The widening military cooperation, which includes the use of local bases for temporary deployment, signals rapidly warming security relations between the allies as the Philippines looks to the US to help counter a newly assertive China.
“We stand ready to tap every resource, to call on every alliance to do what is necessary to defend what is ours, to secure our nation and to keep our people safe,” Philippine Secretary of Foreign Affairs Albert del Rosario told a news conference at the main Philippine army base in Manila.
Del Rosario said the security framework agreement would improve maritime security while the Philippine military builds up its own capability for territorial defense.
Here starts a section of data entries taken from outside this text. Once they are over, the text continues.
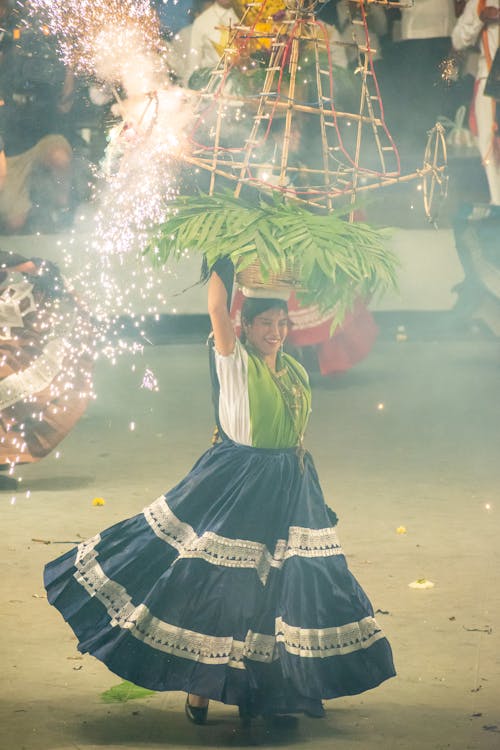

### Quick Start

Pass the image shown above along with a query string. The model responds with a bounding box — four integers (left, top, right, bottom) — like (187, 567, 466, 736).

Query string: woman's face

(243, 308, 289, 359)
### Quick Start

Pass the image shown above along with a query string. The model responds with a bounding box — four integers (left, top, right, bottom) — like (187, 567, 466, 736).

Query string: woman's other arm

(208, 271, 236, 356)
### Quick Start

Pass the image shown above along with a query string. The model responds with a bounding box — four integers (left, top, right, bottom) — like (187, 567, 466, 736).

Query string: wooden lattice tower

(182, 0, 444, 213)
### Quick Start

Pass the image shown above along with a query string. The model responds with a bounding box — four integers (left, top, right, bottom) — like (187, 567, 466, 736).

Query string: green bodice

(245, 346, 311, 450)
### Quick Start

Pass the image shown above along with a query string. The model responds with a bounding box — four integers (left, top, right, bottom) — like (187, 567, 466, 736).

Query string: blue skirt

(44, 440, 395, 715)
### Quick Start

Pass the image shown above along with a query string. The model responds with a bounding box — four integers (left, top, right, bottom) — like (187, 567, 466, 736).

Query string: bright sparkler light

(141, 368, 159, 392)
(28, 0, 166, 81)
(0, 265, 96, 482)
(80, 122, 192, 347)
(27, 0, 197, 364)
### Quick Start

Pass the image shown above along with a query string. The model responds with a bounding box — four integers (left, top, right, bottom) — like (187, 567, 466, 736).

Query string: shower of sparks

(93, 87, 190, 260)
(0, 263, 96, 481)
(141, 368, 159, 392)
(81, 92, 188, 328)
(25, 0, 196, 369)
(27, 0, 166, 83)
(439, 56, 459, 85)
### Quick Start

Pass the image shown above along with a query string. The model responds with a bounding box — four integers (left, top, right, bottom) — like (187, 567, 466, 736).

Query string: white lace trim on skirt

(73, 533, 384, 669)
(144, 496, 343, 585)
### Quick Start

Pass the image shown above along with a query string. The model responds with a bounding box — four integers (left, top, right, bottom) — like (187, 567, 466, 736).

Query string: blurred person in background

(184, 0, 239, 87)
(452, 0, 500, 205)
(163, 0, 213, 85)
(382, 0, 458, 161)
(0, 0, 74, 232)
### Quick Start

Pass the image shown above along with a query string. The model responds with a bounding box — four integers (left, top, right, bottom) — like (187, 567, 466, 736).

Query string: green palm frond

(145, 193, 398, 320)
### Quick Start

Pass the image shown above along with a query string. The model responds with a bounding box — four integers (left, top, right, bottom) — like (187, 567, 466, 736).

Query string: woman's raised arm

(207, 270, 236, 356)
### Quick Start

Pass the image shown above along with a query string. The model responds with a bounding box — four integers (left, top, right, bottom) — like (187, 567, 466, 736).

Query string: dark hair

(240, 297, 289, 344)
(241, 297, 288, 325)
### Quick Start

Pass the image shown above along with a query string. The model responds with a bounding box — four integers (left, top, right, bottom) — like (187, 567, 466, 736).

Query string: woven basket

(236, 258, 302, 293)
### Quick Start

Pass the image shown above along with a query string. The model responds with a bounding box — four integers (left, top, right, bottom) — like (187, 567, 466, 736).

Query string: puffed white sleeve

(214, 338, 252, 446)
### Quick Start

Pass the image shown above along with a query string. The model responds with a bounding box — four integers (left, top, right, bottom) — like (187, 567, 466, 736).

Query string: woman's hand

(480, 6, 500, 24)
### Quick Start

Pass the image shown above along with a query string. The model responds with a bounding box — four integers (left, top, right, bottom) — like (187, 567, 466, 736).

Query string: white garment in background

(165, 24, 193, 84)
(452, 0, 500, 204)
(400, 0, 456, 40)
(185, 2, 239, 85)
(452, 0, 499, 78)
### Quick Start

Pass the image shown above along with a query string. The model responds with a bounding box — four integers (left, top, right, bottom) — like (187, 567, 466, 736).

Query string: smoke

(27, 0, 195, 326)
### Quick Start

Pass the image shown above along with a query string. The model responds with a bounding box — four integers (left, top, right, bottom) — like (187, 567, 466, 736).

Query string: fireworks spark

(73, 125, 186, 329)
(26, 0, 196, 363)
(439, 56, 459, 85)
(0, 263, 96, 479)
(28, 0, 167, 83)
(141, 368, 159, 392)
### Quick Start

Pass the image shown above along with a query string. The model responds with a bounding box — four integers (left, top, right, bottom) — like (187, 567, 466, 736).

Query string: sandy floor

(1, 336, 499, 750)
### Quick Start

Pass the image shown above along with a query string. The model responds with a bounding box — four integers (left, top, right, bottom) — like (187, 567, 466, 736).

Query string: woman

(44, 267, 395, 724)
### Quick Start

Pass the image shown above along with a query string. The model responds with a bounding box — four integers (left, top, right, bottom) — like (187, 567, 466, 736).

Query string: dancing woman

(44, 263, 395, 724)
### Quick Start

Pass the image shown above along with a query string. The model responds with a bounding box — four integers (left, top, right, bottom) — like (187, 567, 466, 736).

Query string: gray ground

(1, 336, 499, 750)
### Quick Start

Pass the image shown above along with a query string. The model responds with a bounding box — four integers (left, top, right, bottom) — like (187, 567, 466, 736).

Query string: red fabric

(469, 80, 500, 161)
(469, 79, 480, 137)
(316, 303, 379, 375)
(231, 290, 378, 377)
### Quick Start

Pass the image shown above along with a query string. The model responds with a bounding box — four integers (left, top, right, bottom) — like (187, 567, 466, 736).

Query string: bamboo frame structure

(182, 0, 445, 218)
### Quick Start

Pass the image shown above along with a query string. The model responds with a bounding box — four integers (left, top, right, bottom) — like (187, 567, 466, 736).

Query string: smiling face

(243, 307, 289, 362)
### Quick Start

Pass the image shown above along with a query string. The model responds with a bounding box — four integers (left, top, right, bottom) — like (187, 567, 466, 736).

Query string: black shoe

(185, 697, 208, 725)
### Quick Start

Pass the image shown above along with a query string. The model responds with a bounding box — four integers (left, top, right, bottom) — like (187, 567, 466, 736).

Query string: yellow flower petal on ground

(396, 526, 407, 534)
(92, 497, 105, 506)
(408, 579, 435, 589)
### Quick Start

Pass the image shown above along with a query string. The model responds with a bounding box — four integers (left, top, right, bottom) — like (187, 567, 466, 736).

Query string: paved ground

(1, 334, 499, 750)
The talks coincide with a resurgence of US warships, planes and personnel in the region as Washington turns its attention to China and shifts its foreign, economic and security policy toward Asia.
Friction between China and the Philippines, and other countries in the region, over disputed territories in the oil and gas rich South and East China seas has surged since last year due to several naval standoffs and fraying diplomatic efforts to forge a regional agreement on maritime conduct.
Actual negotiations for a new agreement begin tomorrow in Manila and both sides hope to conclude talks this year, or after four rounds of discussions, said Carlos Sorreta, head of the US desk at the Philippine Ministry of Foreign Affairs.
“It’s not a basing agreement,” Sorreta, spokesman for the four-member negotiating team, told a news conference.
The Philippines kicked out US military bases in 1992 and years later allowed US troops to return for training and joint exercises. The new deal will expand these activities.
The allies have been in talks since 2011, even before US President Barack Obama announced his administration’s “pivot to Asia” policy as Washington withdraws from Iraq and Afghanistan.
“These negotiations will lead to incremental security benefits and cooperation rather than a fundamental shift in the regional military balance of power,” Patrick Cronin, of the US-based Center for a New American Security, told reporters. “These talks are an important symbol of a refashioned alliance.”
Cronin said the upgrading of the alliance “will serve the interests of both nations and the region,” adding that the pre-positioned equipment would improve readiness to deal with natural disasters and other contingencies.
Left-wing activists criticized Philippine President Benigno Aquino III’s government for allowing a de facto basing agreement with the US.
“The Philippines will be one giant weapons depot for US forces,” said Renato Reyes of Bayan (“nation”), an umbrella organization of anti-US activist groups.
Philippine officials said the new military agreement did not need any approval from lawmakers, but the negotiating team promised to brief the Philippine Congress and the press at the end of every round of talks.
Sorreta insisted the new deal would not give US forces exclusive use of local facilities or a permanent presence.
“We are engaging in this exercise of negotiations not to please the United States, but in pursuit of our own interests,” Sorreta said. “We are certainly for peace, but we are not for appeasement.”